The only difference between Martha’s and Lydia’s recipes is that Martha’s includes an egg in the mixture, which I tried and is delicious. This has become a regular lunchtime meal for me! It is curious that Emily has described this recipe as a ‘cheese sandwich’ which typically referred to a filling between two bits of bread, an invention attributed to John Montagu, 4th Earl of Sandwich (1718–92) and dating back to at least 1762.

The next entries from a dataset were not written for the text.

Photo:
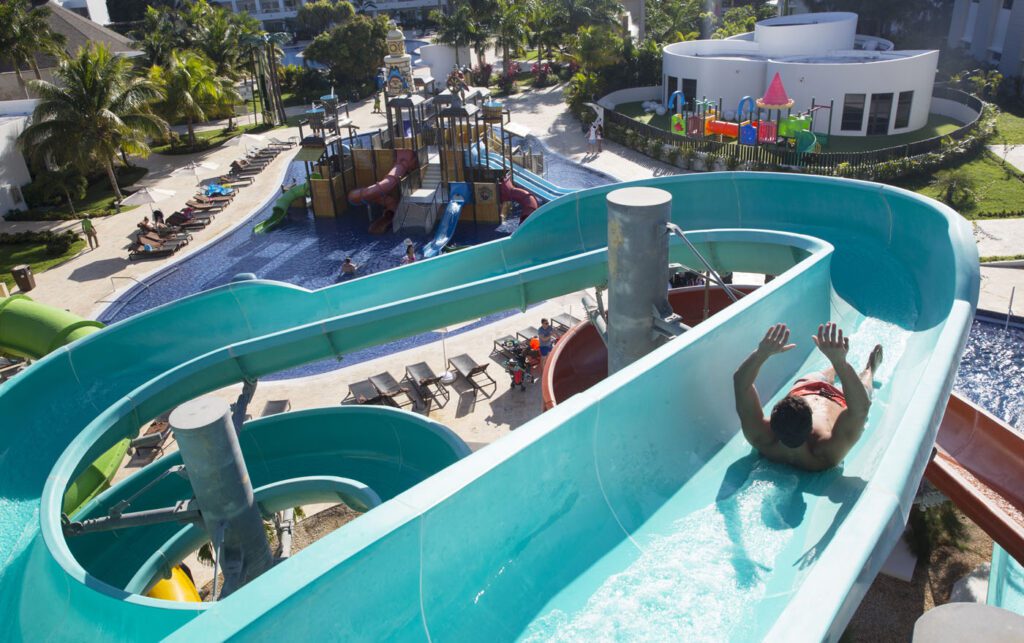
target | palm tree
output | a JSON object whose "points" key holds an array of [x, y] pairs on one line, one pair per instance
{"points": [[190, 87], [458, 29], [96, 106], [363, 6], [25, 34], [510, 29]]}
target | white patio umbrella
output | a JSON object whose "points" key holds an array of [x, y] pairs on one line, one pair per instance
{"points": [[248, 139], [449, 376], [194, 168], [147, 196]]}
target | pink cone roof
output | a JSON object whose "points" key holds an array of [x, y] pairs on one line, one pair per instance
{"points": [[775, 97]]}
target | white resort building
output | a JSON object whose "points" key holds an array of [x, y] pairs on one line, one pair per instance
{"points": [[877, 90]]}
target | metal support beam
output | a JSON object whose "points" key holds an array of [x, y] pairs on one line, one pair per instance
{"points": [[210, 451], [638, 271]]}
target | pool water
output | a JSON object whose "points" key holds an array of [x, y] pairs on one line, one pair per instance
{"points": [[307, 251], [991, 372]]}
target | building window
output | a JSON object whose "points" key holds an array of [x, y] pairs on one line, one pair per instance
{"points": [[903, 109], [853, 113], [671, 85]]}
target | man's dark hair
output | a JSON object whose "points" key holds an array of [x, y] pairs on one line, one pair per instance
{"points": [[791, 421]]}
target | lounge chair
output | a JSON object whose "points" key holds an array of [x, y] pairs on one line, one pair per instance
{"points": [[363, 392], [391, 390], [285, 144], [472, 373], [223, 201], [205, 207], [427, 384], [178, 219], [527, 333], [233, 180], [564, 322], [155, 240]]}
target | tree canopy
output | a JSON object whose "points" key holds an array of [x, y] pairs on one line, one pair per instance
{"points": [[352, 50]]}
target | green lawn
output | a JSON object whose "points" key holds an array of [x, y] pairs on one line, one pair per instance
{"points": [[33, 254], [999, 187], [98, 200], [209, 139], [1010, 126], [937, 126]]}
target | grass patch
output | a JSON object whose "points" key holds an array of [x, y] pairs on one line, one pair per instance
{"points": [[33, 254], [937, 126], [98, 200], [208, 139], [1010, 125], [1000, 187]]}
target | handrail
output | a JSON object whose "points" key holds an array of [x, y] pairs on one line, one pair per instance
{"points": [[678, 231]]}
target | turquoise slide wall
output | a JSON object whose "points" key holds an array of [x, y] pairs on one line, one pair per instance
{"points": [[529, 537]]}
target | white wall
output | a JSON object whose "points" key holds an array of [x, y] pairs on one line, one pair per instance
{"points": [[806, 34], [833, 82], [13, 171], [440, 59]]}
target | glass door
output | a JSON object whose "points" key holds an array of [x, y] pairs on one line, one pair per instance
{"points": [[878, 117]]}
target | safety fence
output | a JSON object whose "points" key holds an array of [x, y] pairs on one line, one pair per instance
{"points": [[731, 155]]}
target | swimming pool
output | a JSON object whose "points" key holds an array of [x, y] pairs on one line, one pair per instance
{"points": [[307, 252], [991, 372]]}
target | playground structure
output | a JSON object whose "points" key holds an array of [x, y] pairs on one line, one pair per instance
{"points": [[658, 434], [702, 119], [403, 176]]}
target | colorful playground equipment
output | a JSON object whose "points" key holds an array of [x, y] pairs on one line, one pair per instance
{"points": [[751, 127], [31, 330], [610, 486], [294, 199]]}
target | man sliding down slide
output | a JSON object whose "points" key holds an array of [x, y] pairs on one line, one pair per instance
{"points": [[816, 424]]}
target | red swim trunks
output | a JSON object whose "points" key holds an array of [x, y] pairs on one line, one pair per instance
{"points": [[817, 387]]}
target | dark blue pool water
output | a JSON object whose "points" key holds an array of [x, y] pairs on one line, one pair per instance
{"points": [[307, 252], [991, 373]]}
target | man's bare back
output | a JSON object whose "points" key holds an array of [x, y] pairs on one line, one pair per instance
{"points": [[816, 424]]}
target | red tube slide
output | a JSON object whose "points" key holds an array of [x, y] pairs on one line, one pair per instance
{"points": [[380, 193], [979, 464], [527, 202]]}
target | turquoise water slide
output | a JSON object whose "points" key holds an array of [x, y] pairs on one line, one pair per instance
{"points": [[541, 186], [631, 510], [459, 194]]}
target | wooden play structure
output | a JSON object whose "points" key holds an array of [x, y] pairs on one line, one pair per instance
{"points": [[399, 176]]}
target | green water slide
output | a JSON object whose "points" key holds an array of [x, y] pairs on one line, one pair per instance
{"points": [[32, 330], [281, 207], [635, 506], [807, 141]]}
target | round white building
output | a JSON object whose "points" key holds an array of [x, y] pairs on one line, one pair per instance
{"points": [[819, 56]]}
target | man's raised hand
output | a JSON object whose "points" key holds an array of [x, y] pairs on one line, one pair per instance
{"points": [[832, 343], [775, 341]]}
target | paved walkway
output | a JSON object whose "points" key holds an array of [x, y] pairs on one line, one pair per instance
{"points": [[82, 284]]}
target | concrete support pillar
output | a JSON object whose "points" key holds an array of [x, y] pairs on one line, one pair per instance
{"points": [[213, 461], [638, 271]]}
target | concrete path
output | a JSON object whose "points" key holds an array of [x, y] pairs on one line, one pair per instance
{"points": [[88, 280]]}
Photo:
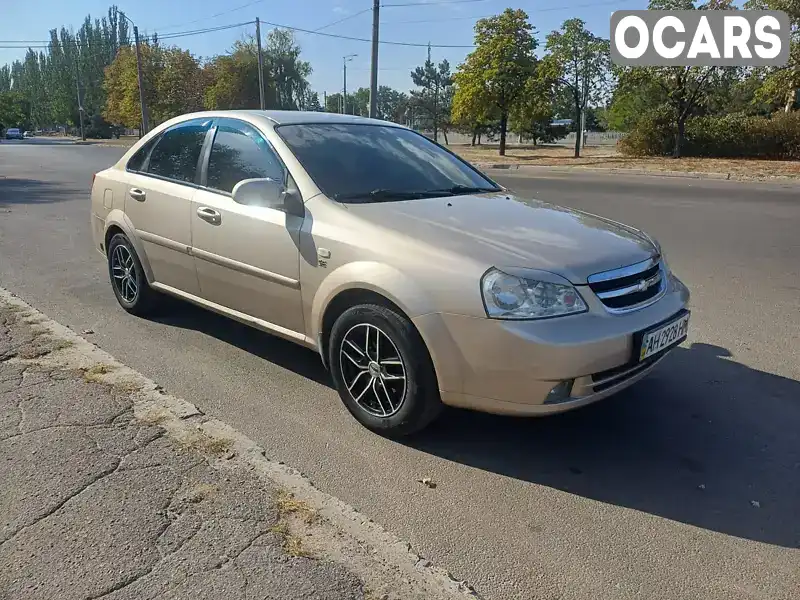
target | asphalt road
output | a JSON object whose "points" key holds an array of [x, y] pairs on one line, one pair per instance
{"points": [[685, 486]]}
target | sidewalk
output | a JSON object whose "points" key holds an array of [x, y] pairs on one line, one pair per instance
{"points": [[107, 494]]}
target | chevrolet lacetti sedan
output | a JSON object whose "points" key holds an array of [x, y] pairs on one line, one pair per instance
{"points": [[419, 280]]}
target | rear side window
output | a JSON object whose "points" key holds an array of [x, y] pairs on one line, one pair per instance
{"points": [[176, 154], [240, 152], [137, 161]]}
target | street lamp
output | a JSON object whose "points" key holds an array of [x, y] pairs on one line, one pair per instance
{"points": [[345, 60], [145, 120]]}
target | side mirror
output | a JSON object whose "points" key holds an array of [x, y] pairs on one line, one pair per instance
{"points": [[260, 192], [269, 193]]}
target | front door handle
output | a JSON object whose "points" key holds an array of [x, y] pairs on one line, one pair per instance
{"points": [[209, 215]]}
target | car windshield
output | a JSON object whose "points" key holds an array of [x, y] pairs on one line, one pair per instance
{"points": [[353, 162]]}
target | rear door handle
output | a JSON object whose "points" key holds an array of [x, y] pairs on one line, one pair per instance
{"points": [[209, 215]]}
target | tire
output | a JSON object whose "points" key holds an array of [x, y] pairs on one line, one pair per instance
{"points": [[125, 267], [404, 407]]}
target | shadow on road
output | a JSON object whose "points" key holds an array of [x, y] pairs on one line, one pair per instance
{"points": [[18, 191], [288, 355], [704, 440]]}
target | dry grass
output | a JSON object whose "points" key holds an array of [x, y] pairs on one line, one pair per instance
{"points": [[42, 347], [200, 442], [94, 374], [200, 492], [155, 417], [287, 504], [292, 545], [608, 157]]}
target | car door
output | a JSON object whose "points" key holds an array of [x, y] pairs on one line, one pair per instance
{"points": [[161, 181], [246, 256]]}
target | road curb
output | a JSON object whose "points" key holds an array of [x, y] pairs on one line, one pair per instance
{"points": [[610, 170], [359, 536]]}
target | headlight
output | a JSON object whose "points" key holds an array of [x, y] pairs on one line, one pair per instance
{"points": [[509, 297]]}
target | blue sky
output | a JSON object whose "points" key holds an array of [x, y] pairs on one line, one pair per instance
{"points": [[435, 21]]}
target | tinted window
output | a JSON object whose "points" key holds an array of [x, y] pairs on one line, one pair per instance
{"points": [[136, 163], [239, 152], [352, 160], [176, 153]]}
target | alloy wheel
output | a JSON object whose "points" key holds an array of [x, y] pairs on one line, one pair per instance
{"points": [[123, 271], [373, 370]]}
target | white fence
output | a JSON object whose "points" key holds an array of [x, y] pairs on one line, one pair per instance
{"points": [[593, 138]]}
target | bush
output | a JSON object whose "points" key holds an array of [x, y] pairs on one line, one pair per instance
{"points": [[728, 136], [98, 128], [653, 134]]}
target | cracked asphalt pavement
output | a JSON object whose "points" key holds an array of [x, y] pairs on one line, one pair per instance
{"points": [[95, 504], [685, 486]]}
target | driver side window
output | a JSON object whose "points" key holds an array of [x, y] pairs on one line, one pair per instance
{"points": [[240, 152]]}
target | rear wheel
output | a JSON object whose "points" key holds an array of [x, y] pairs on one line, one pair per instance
{"points": [[127, 276], [383, 371]]}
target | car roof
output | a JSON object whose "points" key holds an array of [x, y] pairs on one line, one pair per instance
{"points": [[293, 117]]}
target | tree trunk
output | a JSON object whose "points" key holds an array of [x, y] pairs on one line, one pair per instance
{"points": [[503, 129], [676, 153], [791, 98]]}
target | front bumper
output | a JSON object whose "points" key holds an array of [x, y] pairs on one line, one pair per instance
{"points": [[509, 367]]}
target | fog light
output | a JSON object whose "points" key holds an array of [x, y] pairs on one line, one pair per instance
{"points": [[560, 393]]}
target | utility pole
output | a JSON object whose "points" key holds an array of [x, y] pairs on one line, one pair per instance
{"points": [[80, 104], [373, 78], [345, 60], [260, 65], [145, 119]]}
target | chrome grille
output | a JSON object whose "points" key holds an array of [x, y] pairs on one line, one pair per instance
{"points": [[630, 288]]}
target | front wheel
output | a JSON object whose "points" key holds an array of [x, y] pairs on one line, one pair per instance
{"points": [[383, 371]]}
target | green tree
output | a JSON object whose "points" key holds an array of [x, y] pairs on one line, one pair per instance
{"points": [[233, 79], [433, 100], [579, 61], [392, 104], [494, 75], [532, 116], [286, 73], [779, 85], [179, 85], [15, 110], [686, 90]]}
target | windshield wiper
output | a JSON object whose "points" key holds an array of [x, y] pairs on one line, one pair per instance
{"points": [[384, 194], [462, 190]]}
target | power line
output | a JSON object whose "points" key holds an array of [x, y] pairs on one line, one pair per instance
{"points": [[531, 11], [219, 14], [355, 39], [169, 36], [431, 3], [347, 18]]}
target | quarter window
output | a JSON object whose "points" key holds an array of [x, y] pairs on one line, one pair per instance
{"points": [[176, 154], [240, 152], [137, 161]]}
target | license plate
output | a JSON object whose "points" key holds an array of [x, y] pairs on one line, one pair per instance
{"points": [[664, 337]]}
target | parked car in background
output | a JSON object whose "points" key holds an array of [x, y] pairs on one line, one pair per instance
{"points": [[419, 280]]}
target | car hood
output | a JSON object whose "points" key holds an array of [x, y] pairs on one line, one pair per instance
{"points": [[504, 230]]}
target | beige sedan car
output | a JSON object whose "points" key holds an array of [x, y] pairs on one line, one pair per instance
{"points": [[418, 280]]}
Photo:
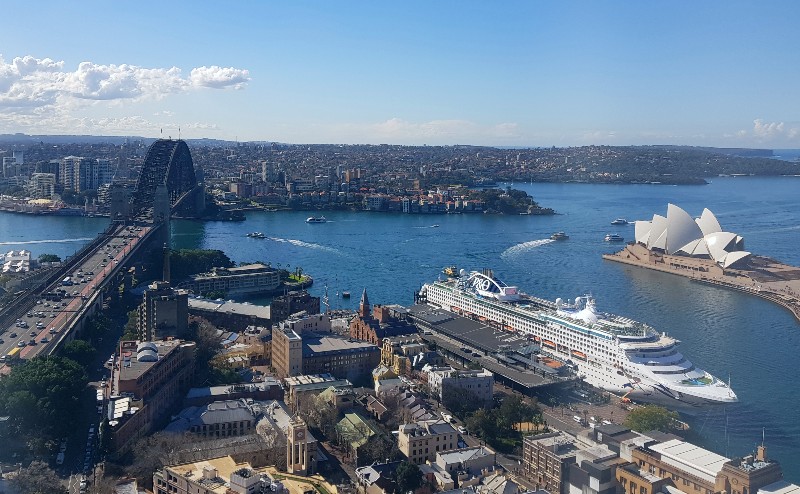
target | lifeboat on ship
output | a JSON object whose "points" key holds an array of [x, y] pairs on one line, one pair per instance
{"points": [[577, 354]]}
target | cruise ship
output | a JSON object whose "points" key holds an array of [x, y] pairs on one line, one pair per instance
{"points": [[607, 351]]}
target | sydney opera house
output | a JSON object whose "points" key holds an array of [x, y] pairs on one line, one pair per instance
{"points": [[680, 235]]}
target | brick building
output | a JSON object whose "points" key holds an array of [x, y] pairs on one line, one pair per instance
{"points": [[373, 324]]}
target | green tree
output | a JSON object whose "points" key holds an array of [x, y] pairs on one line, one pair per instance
{"points": [[49, 258], [80, 351], [42, 396], [512, 411], [130, 331], [483, 424], [186, 262], [650, 418], [408, 477], [38, 478]]}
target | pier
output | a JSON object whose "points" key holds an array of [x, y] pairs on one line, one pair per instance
{"points": [[763, 277]]}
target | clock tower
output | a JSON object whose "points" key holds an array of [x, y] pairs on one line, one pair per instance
{"points": [[297, 447]]}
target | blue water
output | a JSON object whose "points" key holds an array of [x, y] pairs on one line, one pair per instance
{"points": [[726, 333]]}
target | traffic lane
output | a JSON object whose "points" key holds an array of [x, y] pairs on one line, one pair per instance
{"points": [[63, 315]]}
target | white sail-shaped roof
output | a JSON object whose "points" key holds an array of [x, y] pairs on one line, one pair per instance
{"points": [[658, 233], [681, 229], [642, 231], [702, 237], [695, 248], [719, 244], [732, 257], [708, 223]]}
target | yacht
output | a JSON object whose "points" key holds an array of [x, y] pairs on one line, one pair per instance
{"points": [[608, 351]]}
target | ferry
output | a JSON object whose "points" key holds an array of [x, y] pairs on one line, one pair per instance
{"points": [[608, 351], [451, 271]]}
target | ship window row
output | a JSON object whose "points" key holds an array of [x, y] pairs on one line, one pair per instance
{"points": [[658, 364], [679, 371], [653, 350]]}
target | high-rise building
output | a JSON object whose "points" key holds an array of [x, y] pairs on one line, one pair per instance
{"points": [[164, 312], [42, 185], [81, 174]]}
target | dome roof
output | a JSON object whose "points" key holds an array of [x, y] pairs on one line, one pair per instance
{"points": [[147, 355], [145, 345], [678, 233], [708, 222]]}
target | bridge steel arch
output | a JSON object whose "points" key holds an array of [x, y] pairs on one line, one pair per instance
{"points": [[167, 162]]}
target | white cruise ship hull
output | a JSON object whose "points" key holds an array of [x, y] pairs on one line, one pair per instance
{"points": [[609, 352]]}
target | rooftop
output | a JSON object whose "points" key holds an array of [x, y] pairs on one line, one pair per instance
{"points": [[223, 466], [232, 388], [133, 363], [463, 455], [230, 307], [314, 381], [691, 459], [316, 344], [427, 428]]}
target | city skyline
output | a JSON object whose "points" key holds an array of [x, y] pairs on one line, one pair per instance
{"points": [[508, 74]]}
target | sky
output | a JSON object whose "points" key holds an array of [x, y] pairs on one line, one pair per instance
{"points": [[501, 73]]}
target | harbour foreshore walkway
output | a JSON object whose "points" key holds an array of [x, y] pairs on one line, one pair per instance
{"points": [[763, 277]]}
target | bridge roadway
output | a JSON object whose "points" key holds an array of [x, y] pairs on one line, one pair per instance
{"points": [[46, 324]]}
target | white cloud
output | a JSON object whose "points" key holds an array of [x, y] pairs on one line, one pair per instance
{"points": [[219, 77], [28, 83], [767, 129]]}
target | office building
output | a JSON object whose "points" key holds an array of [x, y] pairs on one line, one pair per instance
{"points": [[149, 379], [421, 441], [163, 312], [243, 280]]}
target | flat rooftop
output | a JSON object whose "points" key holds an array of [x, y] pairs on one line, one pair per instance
{"points": [[131, 368], [315, 344], [224, 467], [477, 334], [230, 307], [222, 391], [453, 332]]}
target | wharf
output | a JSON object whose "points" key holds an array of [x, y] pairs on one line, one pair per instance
{"points": [[763, 277], [467, 341]]}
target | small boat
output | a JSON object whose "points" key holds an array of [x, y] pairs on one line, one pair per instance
{"points": [[451, 271]]}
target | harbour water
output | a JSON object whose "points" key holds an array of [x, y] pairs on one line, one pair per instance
{"points": [[732, 335]]}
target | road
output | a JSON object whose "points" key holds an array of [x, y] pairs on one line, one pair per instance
{"points": [[45, 320]]}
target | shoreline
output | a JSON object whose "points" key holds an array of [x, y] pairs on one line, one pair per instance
{"points": [[768, 279]]}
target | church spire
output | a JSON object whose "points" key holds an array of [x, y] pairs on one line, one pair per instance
{"points": [[364, 309]]}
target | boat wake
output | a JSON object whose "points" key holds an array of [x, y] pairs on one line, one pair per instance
{"points": [[524, 247], [307, 245], [48, 241]]}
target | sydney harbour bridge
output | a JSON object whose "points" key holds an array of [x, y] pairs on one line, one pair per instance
{"points": [[168, 185]]}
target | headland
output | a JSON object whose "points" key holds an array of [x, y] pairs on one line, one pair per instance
{"points": [[760, 276]]}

Emily was 10 years old in 1809 when the Austen women moved to Chawton, which is about six miles from Froyle Place, the home of Emily’s widowed grandfather, Sir Thomas Miller. Emily spent much of her childhood here, in the company of various Miller relatives, following the untimely death of her mother in 1803. Several of Emily’s recipes are associated with Froyle. But what is intriguing to wonder (though not, as yet, evidenced by fact) is whether the Millers of Froyle Place were acquainted with the Knights of Chawton House. Known to Jane as the Great House, Chawton House was one of the homes of her brother, Edward (Austen) Knight. Just supposing that, like Mr and Mrs Bennett in Pride and Prejudice, the Millers ‘dine with four-and-twenty families’, is there a possibility that they may have been invited to dine at Chawton House?

Today, Chawton House is home to an important collection of books and manuscripts by women writers, spanning the two centuries from 1660 to 1860, including several recipe books. And the afternoon tea available in Chawton House’s wonderful old kitchen is an absolute treat; they also serve cheese toasties …

A sketch of Jane Austen drawn by her sister, Cassandra Austen

The oak-panelled dining room in Chawton House, with the table set for a Regency feast when I visited in November. Jane Austen dined here – did Emily’s grandfather too?